Living History
I spent yesterday with my wife and son at Gettysburg, site of one of the most significant battles of the Civil War. I’d been there before, but as with so many other things, the present circumstances in America cast experiences in a new light.
What was so striking was how clearly those at the time, and afterwards, saw the significance of those three days in July 1863 on the outskirts of a Pennsylvania farming town. You hear in in the journals of the combatants, in the scrupulous records and copious memorials that started not long after the end of the war and never stopped. And of course, you read it in Abraham Lincoln’s immortal 272-word address, delivered four months later before a crowd of 20,000, on the dedication of the soldiers’ cemetery.
Gettysburg was, after all, just the midpoint of a terrible war; a turning point, but not the decisive battle. It was partly the carnage: 50,000 casualties, nearly 20,000 dead or missing, in an engagement neither side intended. On Culp’s Hill, a million bullets were fired in a matter of hours, so many that the trees died of lead poisoning.

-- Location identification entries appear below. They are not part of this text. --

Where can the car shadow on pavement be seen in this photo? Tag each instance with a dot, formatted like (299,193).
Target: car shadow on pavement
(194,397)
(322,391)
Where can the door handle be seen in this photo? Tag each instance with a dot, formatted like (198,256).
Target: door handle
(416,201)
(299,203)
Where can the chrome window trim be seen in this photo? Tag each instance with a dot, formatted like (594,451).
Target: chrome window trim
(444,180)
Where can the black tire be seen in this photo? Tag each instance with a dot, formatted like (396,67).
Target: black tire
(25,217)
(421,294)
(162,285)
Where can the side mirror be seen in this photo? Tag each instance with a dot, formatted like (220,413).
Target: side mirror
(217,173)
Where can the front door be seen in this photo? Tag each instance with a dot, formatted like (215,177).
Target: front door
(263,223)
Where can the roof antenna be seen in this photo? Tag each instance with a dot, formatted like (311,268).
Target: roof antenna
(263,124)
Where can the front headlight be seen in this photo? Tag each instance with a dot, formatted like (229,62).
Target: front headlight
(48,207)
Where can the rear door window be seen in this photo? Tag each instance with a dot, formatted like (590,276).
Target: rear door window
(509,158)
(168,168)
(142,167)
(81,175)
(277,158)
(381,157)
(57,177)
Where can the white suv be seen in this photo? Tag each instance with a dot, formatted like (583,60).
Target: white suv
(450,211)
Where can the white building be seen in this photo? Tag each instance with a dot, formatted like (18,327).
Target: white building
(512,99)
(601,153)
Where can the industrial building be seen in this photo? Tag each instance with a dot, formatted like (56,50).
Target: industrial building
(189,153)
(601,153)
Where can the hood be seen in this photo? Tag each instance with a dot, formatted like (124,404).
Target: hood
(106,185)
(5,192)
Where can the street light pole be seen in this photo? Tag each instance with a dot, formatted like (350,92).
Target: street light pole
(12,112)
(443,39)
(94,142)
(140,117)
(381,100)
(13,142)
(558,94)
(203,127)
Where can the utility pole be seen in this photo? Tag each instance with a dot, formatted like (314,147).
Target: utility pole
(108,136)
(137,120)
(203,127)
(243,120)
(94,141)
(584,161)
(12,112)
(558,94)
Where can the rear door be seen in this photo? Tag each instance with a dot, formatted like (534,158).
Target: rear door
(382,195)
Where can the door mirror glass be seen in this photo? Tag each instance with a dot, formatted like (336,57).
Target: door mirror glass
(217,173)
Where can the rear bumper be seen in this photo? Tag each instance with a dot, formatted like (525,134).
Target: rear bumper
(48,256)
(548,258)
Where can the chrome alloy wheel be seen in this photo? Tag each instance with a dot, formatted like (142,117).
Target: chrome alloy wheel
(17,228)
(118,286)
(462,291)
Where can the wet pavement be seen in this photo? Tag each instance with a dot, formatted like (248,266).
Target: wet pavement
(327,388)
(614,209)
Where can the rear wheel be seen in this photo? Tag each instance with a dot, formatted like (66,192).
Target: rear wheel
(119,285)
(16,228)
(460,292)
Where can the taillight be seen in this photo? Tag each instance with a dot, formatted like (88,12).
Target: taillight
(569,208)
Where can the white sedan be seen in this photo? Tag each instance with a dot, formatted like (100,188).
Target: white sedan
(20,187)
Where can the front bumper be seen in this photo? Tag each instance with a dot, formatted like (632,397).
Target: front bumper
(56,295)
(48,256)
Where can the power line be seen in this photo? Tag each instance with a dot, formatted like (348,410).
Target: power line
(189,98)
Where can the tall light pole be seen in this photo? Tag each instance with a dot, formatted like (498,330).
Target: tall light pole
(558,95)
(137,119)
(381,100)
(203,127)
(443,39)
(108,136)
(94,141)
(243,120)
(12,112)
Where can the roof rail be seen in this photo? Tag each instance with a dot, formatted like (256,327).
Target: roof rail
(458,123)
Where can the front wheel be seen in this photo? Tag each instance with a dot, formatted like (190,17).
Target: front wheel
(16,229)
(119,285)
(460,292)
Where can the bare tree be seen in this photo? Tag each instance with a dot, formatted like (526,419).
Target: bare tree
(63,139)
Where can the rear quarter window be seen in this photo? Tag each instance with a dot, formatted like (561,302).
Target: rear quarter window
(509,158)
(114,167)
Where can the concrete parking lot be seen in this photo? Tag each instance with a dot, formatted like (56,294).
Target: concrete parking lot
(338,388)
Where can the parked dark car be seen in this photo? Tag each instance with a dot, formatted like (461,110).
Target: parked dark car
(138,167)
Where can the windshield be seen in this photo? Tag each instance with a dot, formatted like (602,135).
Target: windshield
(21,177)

But again, in a conflict that took over 600,000 lives, one of every 50 Americans, Gettysburg was just a blip.
So how does one know whether history has in our time reached a hinge? Who was Lincoln to say that he was commemorating not a battle between two armies, but a test of whether any nation “conceived in Liberty, and dedicated to the proposition that all men are created equal” could long endure? And today, who are we say that we face the question whether such a nation, now long enduring, can endure a little longer? Aren’t we just fighting about tax cuts and trade deficits and immigration policy and the normal stuff of politics?
Walking around Gettysburg, what’s striking is the ordinariness. The town is history made flesh, surrounded by American holy ground. Yet it’s just a town; the ridges where soldiers massed are just ridges; the fields where 5,000 men fell in Pickett’s Charge are just fields. Gettysburg is powerful even now because it represents an idea. As did the Union. As does the democratic (small “d”) process and the integrity of our republican (small “r”) institutions, even now.
Perhaps the world will little note, nor long remember what we say and do today. If we fight for our ideals, and for the memory of those who sacrificed so much to bring us here, we cannot be wrong.